Some 3,000 European film professionals, including James Bond actor Daniel Craig, Downfall star Bruno Ganz and Oscar-winning directors Susanne Bier and Michael Haneke, have signed a petition calling for immediate action in Europe's refugee crisis.
The online petition, "For a Thousand Lives: Be Human," is an appeal to European governments to put a stop to the thousands of refugees who have lost their lives in their effort to reach Europe. Others who have signed the petition include actors Lea Seydoux, Dany Boon, Jonas Nay and Katja Riemann and directors Agnieszka Holland, Joshua Oppenheimer, Aki Kaurismaki and Thomas Vinterberg, as well as hundreds of film professionals from across all fields.
The move follows the publication of a photograph last week of the body of Alan Kurdi, a Syrian toddler who, along with his family, died trying to flee the civil war in their home country.

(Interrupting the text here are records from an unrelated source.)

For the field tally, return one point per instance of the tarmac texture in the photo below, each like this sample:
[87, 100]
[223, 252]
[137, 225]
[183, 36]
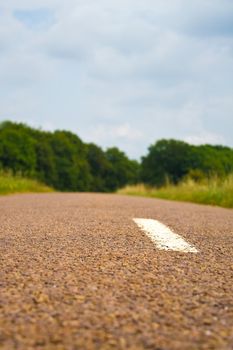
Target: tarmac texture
[77, 273]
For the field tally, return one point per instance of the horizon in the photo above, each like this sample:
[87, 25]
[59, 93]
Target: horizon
[121, 74]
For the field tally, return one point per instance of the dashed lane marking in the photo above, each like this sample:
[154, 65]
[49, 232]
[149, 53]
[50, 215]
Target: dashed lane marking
[163, 237]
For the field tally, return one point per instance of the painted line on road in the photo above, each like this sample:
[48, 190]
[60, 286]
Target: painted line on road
[163, 237]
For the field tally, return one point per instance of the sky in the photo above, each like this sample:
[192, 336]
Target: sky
[122, 73]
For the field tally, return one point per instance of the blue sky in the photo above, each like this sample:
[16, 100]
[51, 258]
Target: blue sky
[123, 73]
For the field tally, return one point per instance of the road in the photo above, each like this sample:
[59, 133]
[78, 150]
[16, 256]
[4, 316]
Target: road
[77, 272]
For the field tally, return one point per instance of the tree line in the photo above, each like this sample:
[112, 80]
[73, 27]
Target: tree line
[62, 160]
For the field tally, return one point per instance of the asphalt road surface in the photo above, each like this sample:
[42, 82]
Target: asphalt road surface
[77, 272]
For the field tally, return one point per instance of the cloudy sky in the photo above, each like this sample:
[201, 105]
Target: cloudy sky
[120, 72]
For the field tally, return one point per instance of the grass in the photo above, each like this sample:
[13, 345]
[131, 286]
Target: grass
[17, 184]
[214, 191]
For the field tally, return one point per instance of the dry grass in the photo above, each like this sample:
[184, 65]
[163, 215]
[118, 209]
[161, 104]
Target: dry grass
[213, 191]
[18, 184]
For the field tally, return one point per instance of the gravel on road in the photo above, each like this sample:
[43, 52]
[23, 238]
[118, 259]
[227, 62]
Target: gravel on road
[77, 273]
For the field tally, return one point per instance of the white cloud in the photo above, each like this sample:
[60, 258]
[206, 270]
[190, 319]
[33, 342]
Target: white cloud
[123, 72]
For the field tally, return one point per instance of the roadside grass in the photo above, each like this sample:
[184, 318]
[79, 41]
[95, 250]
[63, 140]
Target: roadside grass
[17, 184]
[214, 191]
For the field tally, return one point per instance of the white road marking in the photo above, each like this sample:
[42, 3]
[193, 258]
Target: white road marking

The photo, which was published on the front page of newspapers across Europe and the world, has spurned action on the growing refugee crisis. This week, European leaders agreed to an initial plan to better distribute refugees across the continent, though there are still wide discrepancies between EU countries. The U.K., for example, has pledged to take in an additional 20,000 refugees over the next five years. The German government, which expects 800,000 new refugee applications this year alone, has indicated it can absorb half a million refugees a year for several years.
In the petition, the European film industry calls for political leaders to put the values of “respect for human dignity, freedom, democracy, equality, the rule of law and respect for human rights” at the core of EU asylum policy. Specifically, they call for European nations to act in solidarity for what the group calls “the biggest refugee crisis since WWII.”